Gaming on phones, tablets and laptops is very popular. Cloud gaming -- where remote servers perform game execution and rendering on behalf of thin clients that simply send input and display output frames -- promises any device the ability to play any game any time. Unfortunately, the reality is that wide-area network latencies are often prohibitive; cellular, Wi-Fi and even wired residential end host round trip times (RTTs) can exceed 100ms, a threshold above which many gamers tend to deem responsiveness unacceptable.
In this video, we demo Outatime, a speculative execution system for mobile cloud gaming that is able to mask up to 120ms of network latency. Outatime renders speculative frames of future possible outcomes, delivering them to the client one entire RTT ahead of time, and recovers quickly from mis-speculations when they occur. Clients perceive little latency. To achieve this, Outatime combines: 1) future state prediction; 2) state approximation with image-based rendering and event time-shifting; 3) fast state checkpoint and rollback; and 4) state compression for bandwidth savings.

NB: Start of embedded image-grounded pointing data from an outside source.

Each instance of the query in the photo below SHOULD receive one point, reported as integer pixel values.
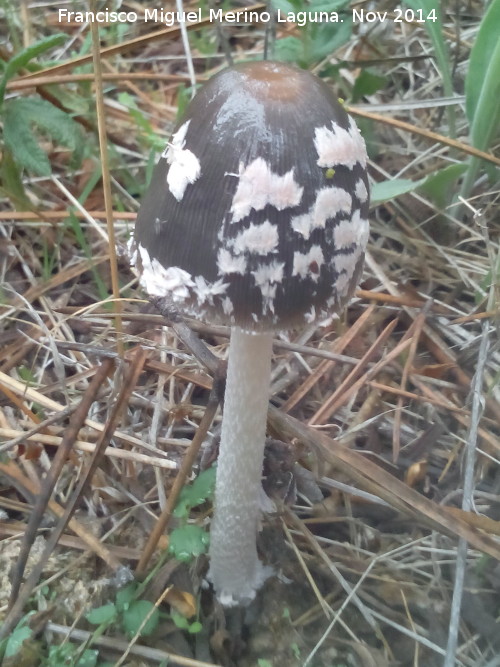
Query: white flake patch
(185, 167)
(363, 227)
(360, 191)
(258, 186)
(265, 277)
(310, 316)
(302, 263)
(206, 291)
(339, 146)
(342, 283)
(259, 239)
(227, 306)
(329, 203)
(345, 233)
(229, 263)
(347, 262)
(159, 281)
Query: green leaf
(179, 620)
(16, 639)
(187, 542)
(482, 91)
(436, 33)
(196, 493)
(65, 654)
(327, 38)
(125, 596)
(100, 615)
(195, 627)
(482, 84)
(12, 183)
(288, 49)
(386, 190)
(21, 115)
(21, 59)
(133, 617)
(437, 187)
(482, 58)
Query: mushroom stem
(235, 569)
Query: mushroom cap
(257, 213)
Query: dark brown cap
(257, 213)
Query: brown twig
(76, 422)
(185, 469)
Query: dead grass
(377, 412)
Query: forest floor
(383, 417)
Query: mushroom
(256, 217)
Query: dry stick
(90, 447)
(106, 180)
(40, 426)
(396, 431)
(29, 489)
(150, 655)
(57, 214)
(470, 453)
(132, 44)
(21, 82)
(313, 543)
(50, 479)
(128, 386)
(180, 480)
(332, 402)
(381, 483)
(146, 618)
(433, 136)
(322, 368)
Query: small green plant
(68, 654)
(189, 540)
(25, 119)
(132, 614)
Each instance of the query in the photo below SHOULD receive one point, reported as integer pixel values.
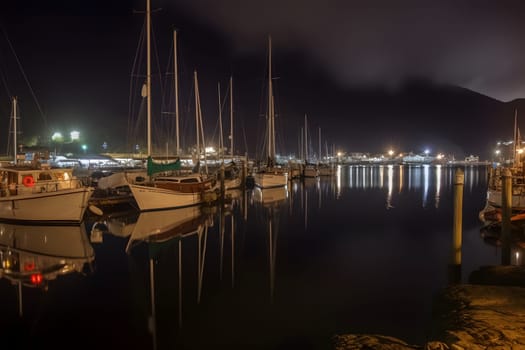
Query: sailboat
(161, 194)
(271, 175)
(38, 193)
(492, 210)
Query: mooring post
(506, 213)
(458, 215)
(455, 265)
(222, 181)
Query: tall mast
(231, 117)
(221, 141)
(197, 114)
(148, 73)
(15, 116)
(271, 151)
(320, 156)
(305, 140)
(176, 81)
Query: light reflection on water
(365, 251)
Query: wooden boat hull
(64, 206)
(271, 179)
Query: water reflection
(427, 179)
(267, 267)
(33, 256)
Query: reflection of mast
(152, 324)
(390, 175)
(180, 283)
(233, 248)
(272, 250)
(20, 303)
(201, 257)
(438, 183)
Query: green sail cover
(158, 167)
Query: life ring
(28, 181)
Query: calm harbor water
(366, 251)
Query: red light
(36, 278)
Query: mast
(271, 140)
(221, 141)
(148, 73)
(231, 117)
(320, 155)
(196, 87)
(15, 116)
(305, 140)
(176, 82)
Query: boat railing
(39, 187)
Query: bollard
(458, 216)
(506, 213)
(455, 265)
(222, 181)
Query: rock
(367, 341)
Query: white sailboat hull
(154, 198)
(67, 205)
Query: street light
(75, 135)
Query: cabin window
(192, 180)
(44, 176)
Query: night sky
(372, 75)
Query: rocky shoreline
(487, 313)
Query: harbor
(279, 175)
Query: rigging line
(131, 127)
(25, 78)
(4, 81)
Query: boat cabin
(24, 181)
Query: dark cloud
(474, 44)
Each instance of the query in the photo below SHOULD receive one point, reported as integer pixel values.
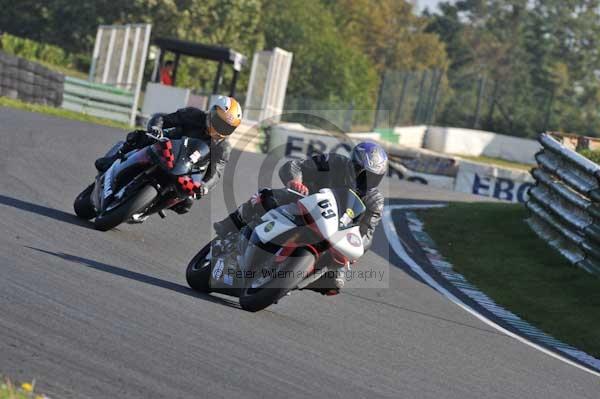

To evaluate the Outatime speculation system, we use two high quality, commercially-released games: a twitch-based first person shooter, Doom 3, and an action role playing game, Fable 3. Through user studies and performance benchmarks, we find that players strongly prefer Outatime to traditional thin-client gaming where the network RTT is fully visible, and that Outatime successfully mimics playing across a low-latency network.